UREC training helps Cougs rescue injured Grand Canyon hiker

ORC trip participants hike along a trail in the Grand Canyon.
ORC trip participants during their hike in the Grand Canyon.

The hiker was hunched over on the side of the trail. From a distance, she looked like she might be taking a break from the strenuous ascent from the bottom of the Grand Canyon, but when WSU students Alana Duvall and Johannah Ludwig reached her, it was clear she was in trouble.

Duvall and Ludwig, both skilled adventure facilitators leading an Outdoor Recreation Center (ORC) backpacking trip in the canyon, immediately put the wilderness first aid training they learned at the ORC into action to help the hiker. 

Their swift action helped her get the medical attention she desperately needed.

‘Super willing to help’

Duvall, Ludwig, and the five participants came across the hiker, named, Lauren, about two hours into an all-day hike up the six-mile trail out of the Grand Canyon. At the time, they were 4 days into a 10-day camping trip across the West.

“You could immediately tell there was something wrong, so Johannah and I jumped right into what we’ve been trained to do at ORC,” Duvall said. 

Alana Duvall (front) and Johannah Ludwig on the ORC trip they led through the West over fall break.

Duvall and Ludwig conducted assessments and gathered Lauren’s medical history. She was weak, mildly disoriented, and complaining of head and neck pain, and they quickly determined she would not be able to get out of the canyon on her own. They recommended that Lauren’s friend call for a search and rescue team. While they waited, they made Lauren comfortable and continued to monitor her condition. 

When the search and rescue team arrived, the entire ORC group worked with them to carry Lauren to a drainage in the canyon. Without that help, Duvall and Ludwig said, search and rescue wouldn’t have been able to leave the canyon that day.

“I give a huge amount of credit to participants in the program,” Ludwig said. “Even though they were so motivated to get out of the canyon that day, they were super willing to help Lauren.”

Once the search and rescue helicopter departed, the group resumed their hike out, making it to the top of the canyon just as the sun was setting. There, they received word about Lauren’s condition. She was being treated at a hospital in Flagstaff for dehydration, a torn ligament, and a concussion, but would be fine — thanks in no small part to Duvall and Ludwig.

For Ludwig, a pre-health student, having the hospital confirm the assessments she made in the field was extremely gratifying. 

“It was nice to see the hospital confirm what I found in my initial exam,” she said. “This was the first real-life scenario I’d responded to, and it was exciting to be part of something I had studied about and practiced for.”

ORC trip participants help prepare to load an injured hiker into a search and rescue helicopter. 

Taylen Howland, adventure programs coordinator with ORC and supervisor of the adventure facilitators, said he was impressed with how Duvall and Ludwig handled the situation. 

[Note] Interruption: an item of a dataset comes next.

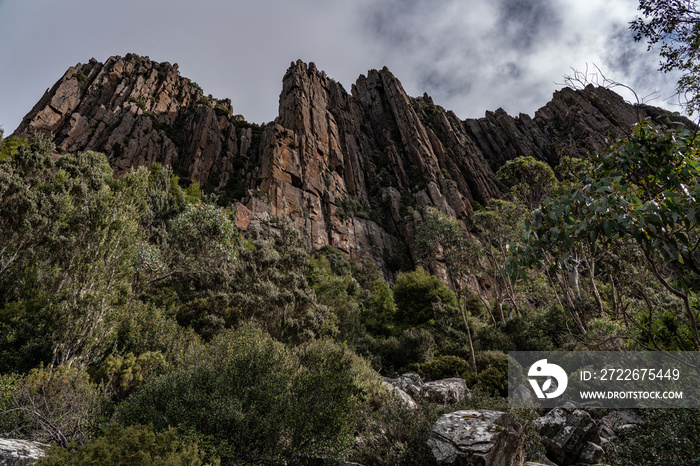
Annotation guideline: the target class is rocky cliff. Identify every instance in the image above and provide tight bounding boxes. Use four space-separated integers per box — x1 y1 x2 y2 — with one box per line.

“All credit goes to Alana and Johannah for remembering their skills,” he said. “I was really happy with how they handled it, and I can’t imagine there’s any situation I wouldn’t trust them to solve.”

Duvall and Ludwig credited their many trainings with Howland and other ORC staff — including a wilderness response review conducted just before the Grand Canyon trip — with giving them the skills and confidence needed to assist Lauren.  

“When we got back from the trip I thanked the ORC staff,” Duvall said. “We might complain about the trainings, but they made us very prepared for all of this. It was nice to be able to put our skills to use to help Lauren.”

ORC training teaches essential skills

The refresher course Duvall and Ludwig took prior to their departure was just one of many that adventure facilitators take throughout the year to ensure their skills are current. But adventure facilitators aren’t the only ones who can take trainings at the ORC — courses are open to all WSU students, faculty, and staff, as well as community members, and are recommended for anyone spending time outdoors. 

“Anyone and everyone who’s going to be in the outdoors should take a training,” Ludwig said. “It’s super helpful and important because accidents can happen to anyone, anywhere, at any time.”

To make those programs and trainings accessible for all, the ORC offers scholarships, funded by donors, for students who want to get involved with ORC but need financial support to do so. Through those scholarships and low-cost or free activities, ORC helps make the outdoors inclusive for all WSU students, and Duvall, Ludwig, and Howland encourage anyone with an interest in getting outside to visit the ORC and try out an activity. 

“My best advice for people who aren’t experienced in the outdoors is just to try it,” Howland said. “We have plenty of programs, so you can find something you’re interested in. The only thing that holds you back is yourself.”